Beliefs

One particularly interesting place to use the understandings provided by this perspective pattern is with the generalizations that are usually called "limiting beliefs," particularly when these beliefs are about yourself. When you have a limiting belief, there are several possibilities:

  1. The belief may be based on only one unresourceful experience, with no positive experiences joined with it to provide a useful perspective. This is what many people assume when they do "Reimprinting" or "Change Personal History," or some other remedial change work on a single traumatic past experience.
  2. There is a group of unresourceful experiences. While it is possible to have a single difficult experience, most difficulties repeat, and usually the most intense one becomes a sort of "magnet" that gathers other similar experiences to form a group that is the basis for a very unuseful perspective, and this is what is often called a "negative" or limiting belief. Doing change work on a single experience will work well only if it is done on the most intense example of a group of experiences, because then the change will usually generalize to the rest of the group automatically.
  3. The belief may be based on a group of unresourceful experiences, combined with only one or a few resourceful ones.

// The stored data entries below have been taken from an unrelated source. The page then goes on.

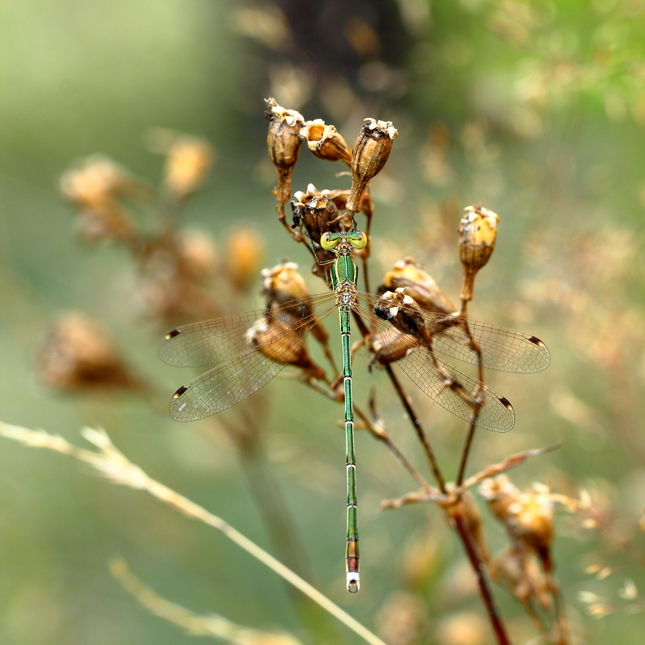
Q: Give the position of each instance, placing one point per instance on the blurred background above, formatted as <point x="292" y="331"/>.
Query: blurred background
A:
<point x="536" y="109"/>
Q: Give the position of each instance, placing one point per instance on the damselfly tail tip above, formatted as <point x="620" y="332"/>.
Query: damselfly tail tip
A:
<point x="353" y="581"/>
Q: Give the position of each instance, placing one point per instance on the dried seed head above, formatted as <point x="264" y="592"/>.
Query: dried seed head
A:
<point x="403" y="312"/>
<point x="283" y="141"/>
<point x="371" y="150"/>
<point x="105" y="225"/>
<point x="97" y="183"/>
<point x="96" y="186"/>
<point x="283" y="284"/>
<point x="477" y="235"/>
<point x="188" y="161"/>
<point x="517" y="567"/>
<point x="340" y="197"/>
<point x="317" y="214"/>
<point x="464" y="628"/>
<point x="197" y="253"/>
<point x="527" y="516"/>
<point x="466" y="508"/>
<point x="78" y="354"/>
<point x="244" y="250"/>
<point x="402" y="618"/>
<point x="279" y="341"/>
<point x="325" y="142"/>
<point x="420" y="285"/>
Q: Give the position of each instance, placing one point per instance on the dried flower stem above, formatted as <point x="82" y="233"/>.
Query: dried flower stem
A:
<point x="482" y="580"/>
<point x="416" y="424"/>
<point x="111" y="463"/>
<point x="195" y="624"/>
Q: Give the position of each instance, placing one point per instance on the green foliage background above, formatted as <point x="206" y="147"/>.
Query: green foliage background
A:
<point x="535" y="109"/>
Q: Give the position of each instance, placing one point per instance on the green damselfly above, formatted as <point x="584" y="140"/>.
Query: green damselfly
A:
<point x="249" y="349"/>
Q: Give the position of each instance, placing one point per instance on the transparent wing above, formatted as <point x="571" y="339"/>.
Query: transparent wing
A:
<point x="506" y="350"/>
<point x="451" y="388"/>
<point x="223" y="386"/>
<point x="222" y="339"/>
<point x="457" y="391"/>
<point x="234" y="380"/>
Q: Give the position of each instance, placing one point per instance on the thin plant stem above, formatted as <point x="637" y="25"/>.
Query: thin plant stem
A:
<point x="465" y="454"/>
<point x="480" y="572"/>
<point x="416" y="424"/>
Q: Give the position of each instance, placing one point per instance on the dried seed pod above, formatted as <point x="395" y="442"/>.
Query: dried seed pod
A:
<point x="278" y="341"/>
<point x="97" y="183"/>
<point x="326" y="142"/>
<point x="340" y="197"/>
<point x="244" y="250"/>
<point x="477" y="235"/>
<point x="188" y="161"/>
<point x="283" y="284"/>
<point x="96" y="186"/>
<point x="197" y="254"/>
<point x="283" y="141"/>
<point x="78" y="354"/>
<point x="467" y="510"/>
<point x="404" y="313"/>
<point x="371" y="150"/>
<point x="317" y="214"/>
<point x="527" y="516"/>
<point x="420" y="285"/>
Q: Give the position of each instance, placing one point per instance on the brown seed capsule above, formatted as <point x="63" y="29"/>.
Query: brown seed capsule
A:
<point x="317" y="213"/>
<point x="283" y="141"/>
<point x="477" y="235"/>
<point x="187" y="164"/>
<point x="325" y="142"/>
<point x="96" y="183"/>
<point x="78" y="354"/>
<point x="197" y="254"/>
<point x="527" y="516"/>
<point x="340" y="197"/>
<point x="371" y="150"/>
<point x="96" y="186"/>
<point x="420" y="285"/>
<point x="283" y="284"/>
<point x="278" y="341"/>
<point x="244" y="249"/>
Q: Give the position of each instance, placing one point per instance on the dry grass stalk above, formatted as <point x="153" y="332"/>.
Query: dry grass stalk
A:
<point x="109" y="462"/>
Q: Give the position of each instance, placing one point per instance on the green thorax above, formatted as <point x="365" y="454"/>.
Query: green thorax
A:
<point x="344" y="269"/>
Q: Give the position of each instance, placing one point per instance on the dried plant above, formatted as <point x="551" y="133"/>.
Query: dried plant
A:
<point x="176" y="272"/>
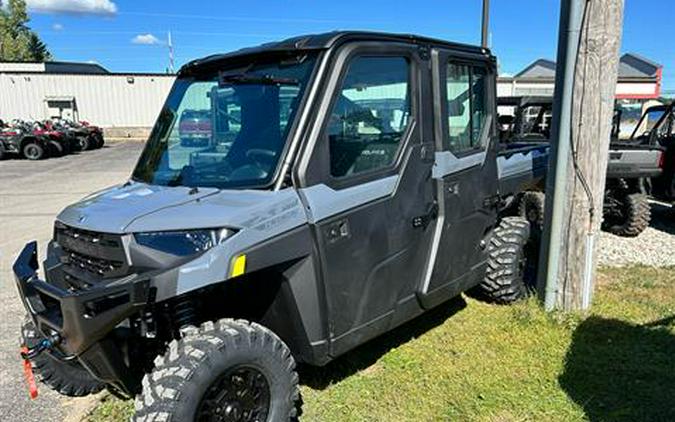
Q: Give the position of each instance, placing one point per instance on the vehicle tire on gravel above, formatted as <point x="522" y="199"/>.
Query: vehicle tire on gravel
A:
<point x="231" y="369"/>
<point x="632" y="219"/>
<point x="531" y="207"/>
<point x="56" y="149"/>
<point x="82" y="144"/>
<point x="33" y="151"/>
<point x="100" y="141"/>
<point x="512" y="262"/>
<point x="68" y="378"/>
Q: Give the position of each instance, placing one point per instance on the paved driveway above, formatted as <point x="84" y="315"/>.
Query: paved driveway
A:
<point x="31" y="195"/>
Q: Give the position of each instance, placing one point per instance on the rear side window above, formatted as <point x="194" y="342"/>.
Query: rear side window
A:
<point x="466" y="107"/>
<point x="370" y="114"/>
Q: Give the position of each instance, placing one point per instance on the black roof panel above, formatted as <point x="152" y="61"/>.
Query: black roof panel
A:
<point x="327" y="40"/>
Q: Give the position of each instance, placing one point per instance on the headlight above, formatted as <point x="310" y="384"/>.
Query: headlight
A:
<point x="183" y="242"/>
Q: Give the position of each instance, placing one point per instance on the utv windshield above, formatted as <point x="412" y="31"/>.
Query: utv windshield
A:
<point x="227" y="128"/>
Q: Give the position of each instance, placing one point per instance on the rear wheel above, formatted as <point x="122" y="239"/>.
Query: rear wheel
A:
<point x="224" y="371"/>
<point x="68" y="378"/>
<point x="33" y="151"/>
<point x="511" y="272"/>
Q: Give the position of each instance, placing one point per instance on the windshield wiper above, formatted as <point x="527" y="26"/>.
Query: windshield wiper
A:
<point x="243" y="78"/>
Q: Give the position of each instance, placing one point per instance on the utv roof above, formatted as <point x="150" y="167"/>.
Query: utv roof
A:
<point x="524" y="100"/>
<point x="325" y="41"/>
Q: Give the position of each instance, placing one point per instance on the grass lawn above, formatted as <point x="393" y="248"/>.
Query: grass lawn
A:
<point x="469" y="360"/>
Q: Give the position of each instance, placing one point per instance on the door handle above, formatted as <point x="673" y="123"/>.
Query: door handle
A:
<point x="422" y="221"/>
<point x="337" y="230"/>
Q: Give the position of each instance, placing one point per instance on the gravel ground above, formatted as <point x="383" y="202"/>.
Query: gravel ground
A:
<point x="653" y="247"/>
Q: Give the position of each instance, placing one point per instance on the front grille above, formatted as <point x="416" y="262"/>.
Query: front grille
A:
<point x="89" y="258"/>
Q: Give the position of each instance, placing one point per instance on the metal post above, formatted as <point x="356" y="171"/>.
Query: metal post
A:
<point x="571" y="15"/>
<point x="485" y="24"/>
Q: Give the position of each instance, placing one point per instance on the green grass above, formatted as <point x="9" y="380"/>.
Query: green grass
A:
<point x="469" y="360"/>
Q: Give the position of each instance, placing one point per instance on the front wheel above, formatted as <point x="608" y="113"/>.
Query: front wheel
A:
<point x="33" y="151"/>
<point x="82" y="143"/>
<point x="56" y="149"/>
<point x="223" y="371"/>
<point x="629" y="216"/>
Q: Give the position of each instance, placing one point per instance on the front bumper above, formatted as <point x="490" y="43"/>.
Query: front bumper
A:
<point x="82" y="320"/>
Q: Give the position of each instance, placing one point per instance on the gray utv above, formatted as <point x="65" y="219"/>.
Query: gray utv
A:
<point x="349" y="183"/>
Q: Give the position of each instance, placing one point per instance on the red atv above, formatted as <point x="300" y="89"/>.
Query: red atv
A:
<point x="83" y="135"/>
<point x="18" y="139"/>
<point x="59" y="143"/>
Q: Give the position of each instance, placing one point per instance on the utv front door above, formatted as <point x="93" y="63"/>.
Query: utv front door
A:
<point x="369" y="191"/>
<point x="465" y="173"/>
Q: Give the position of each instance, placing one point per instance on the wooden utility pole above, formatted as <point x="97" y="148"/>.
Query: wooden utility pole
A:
<point x="587" y="67"/>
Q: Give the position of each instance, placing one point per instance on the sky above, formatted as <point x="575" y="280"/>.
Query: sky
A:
<point x="131" y="36"/>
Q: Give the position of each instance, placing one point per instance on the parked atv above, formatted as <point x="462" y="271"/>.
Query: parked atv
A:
<point x="59" y="144"/>
<point x="18" y="139"/>
<point x="626" y="209"/>
<point x="342" y="191"/>
<point x="662" y="134"/>
<point x="80" y="137"/>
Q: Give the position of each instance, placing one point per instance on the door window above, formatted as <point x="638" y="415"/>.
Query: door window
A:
<point x="369" y="115"/>
<point x="466" y="107"/>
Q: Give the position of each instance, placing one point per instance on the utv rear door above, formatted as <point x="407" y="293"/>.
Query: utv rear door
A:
<point x="465" y="172"/>
<point x="369" y="191"/>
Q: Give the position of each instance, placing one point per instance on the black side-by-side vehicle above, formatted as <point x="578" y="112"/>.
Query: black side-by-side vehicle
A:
<point x="630" y="168"/>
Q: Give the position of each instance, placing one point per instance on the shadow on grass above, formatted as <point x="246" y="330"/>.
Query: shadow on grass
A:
<point x="663" y="218"/>
<point x="367" y="354"/>
<point x="622" y="372"/>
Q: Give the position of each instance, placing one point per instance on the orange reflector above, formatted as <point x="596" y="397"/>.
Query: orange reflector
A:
<point x="239" y="266"/>
<point x="30" y="378"/>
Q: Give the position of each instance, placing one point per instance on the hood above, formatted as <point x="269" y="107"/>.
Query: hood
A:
<point x="139" y="207"/>
<point x="112" y="210"/>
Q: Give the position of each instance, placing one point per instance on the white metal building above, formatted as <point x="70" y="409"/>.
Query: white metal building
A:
<point x="639" y="79"/>
<point x="81" y="91"/>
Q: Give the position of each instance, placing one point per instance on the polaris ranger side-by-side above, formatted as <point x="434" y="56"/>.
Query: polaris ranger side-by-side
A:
<point x="350" y="182"/>
<point x="626" y="209"/>
<point x="660" y="133"/>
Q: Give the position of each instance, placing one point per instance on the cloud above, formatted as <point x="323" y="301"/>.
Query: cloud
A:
<point x="78" y="7"/>
<point x="145" y="39"/>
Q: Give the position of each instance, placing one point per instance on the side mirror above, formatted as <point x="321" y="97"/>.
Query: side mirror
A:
<point x="455" y="108"/>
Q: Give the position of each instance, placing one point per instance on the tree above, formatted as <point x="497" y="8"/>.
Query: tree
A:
<point x="17" y="41"/>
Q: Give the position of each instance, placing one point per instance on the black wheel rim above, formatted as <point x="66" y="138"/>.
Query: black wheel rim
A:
<point x="32" y="152"/>
<point x="241" y="394"/>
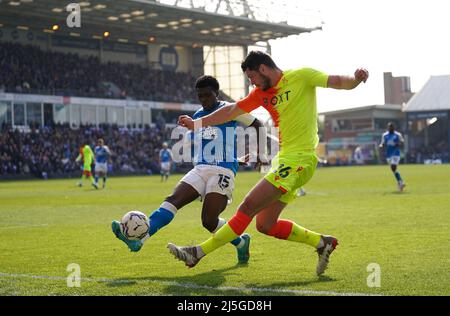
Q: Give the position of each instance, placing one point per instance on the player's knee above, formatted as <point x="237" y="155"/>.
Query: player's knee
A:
<point x="248" y="204"/>
<point x="263" y="227"/>
<point x="209" y="223"/>
<point x="172" y="199"/>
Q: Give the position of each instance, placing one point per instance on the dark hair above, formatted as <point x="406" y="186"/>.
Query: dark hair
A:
<point x="255" y="59"/>
<point x="207" y="82"/>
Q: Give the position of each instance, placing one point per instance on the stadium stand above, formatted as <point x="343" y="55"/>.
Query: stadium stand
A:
<point x="51" y="151"/>
<point x="28" y="69"/>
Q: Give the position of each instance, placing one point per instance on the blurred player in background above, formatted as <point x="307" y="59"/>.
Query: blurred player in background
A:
<point x="290" y="98"/>
<point x="165" y="161"/>
<point x="391" y="142"/>
<point x="102" y="155"/>
<point x="87" y="157"/>
<point x="212" y="180"/>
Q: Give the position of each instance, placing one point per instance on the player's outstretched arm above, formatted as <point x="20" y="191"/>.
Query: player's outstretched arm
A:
<point x="348" y="82"/>
<point x="222" y="115"/>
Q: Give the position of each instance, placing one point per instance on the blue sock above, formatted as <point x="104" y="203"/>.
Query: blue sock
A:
<point x="397" y="176"/>
<point x="159" y="218"/>
<point x="236" y="242"/>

The positive ones are just not powerful enough or numerous enough to provide a balanced perspective.  In this case it can be useful to transform unresourceful ones, and also to remember, elicit, or create additional positive examples, so that the overall meaning of the generalization becomes more positive and useful.
  4. The belief may have a mix of unresourceful and resourceful experiences that provide an ambiguous perspective. This is very similar to the previous situation, so again it is useful to transform unresourceful examples and generate additional positive ones so that the generalization becomes unambiguously positive.

For simplicity, I have presented McWhirter's perspective pattern in the context of a single problem experience, accessing a number of resources that provide a wider scope, and more information.  This establishes a new context for the problem experience, creating a useful new perspective that provides a new meaning.  However, usually a problem experience is part of a group of experiences that is the basis for a limiting belief, and then you need to work with the whole group in order to change it.

This kind of perspective pattern underlies all the generalizations you make, both about the world and about yourself, so this pattern presents some of the fundamental properties of how we form all beliefs.  Now that you have been sensitized to this process, you will probably find it (or the need for it) almost everywhere you look.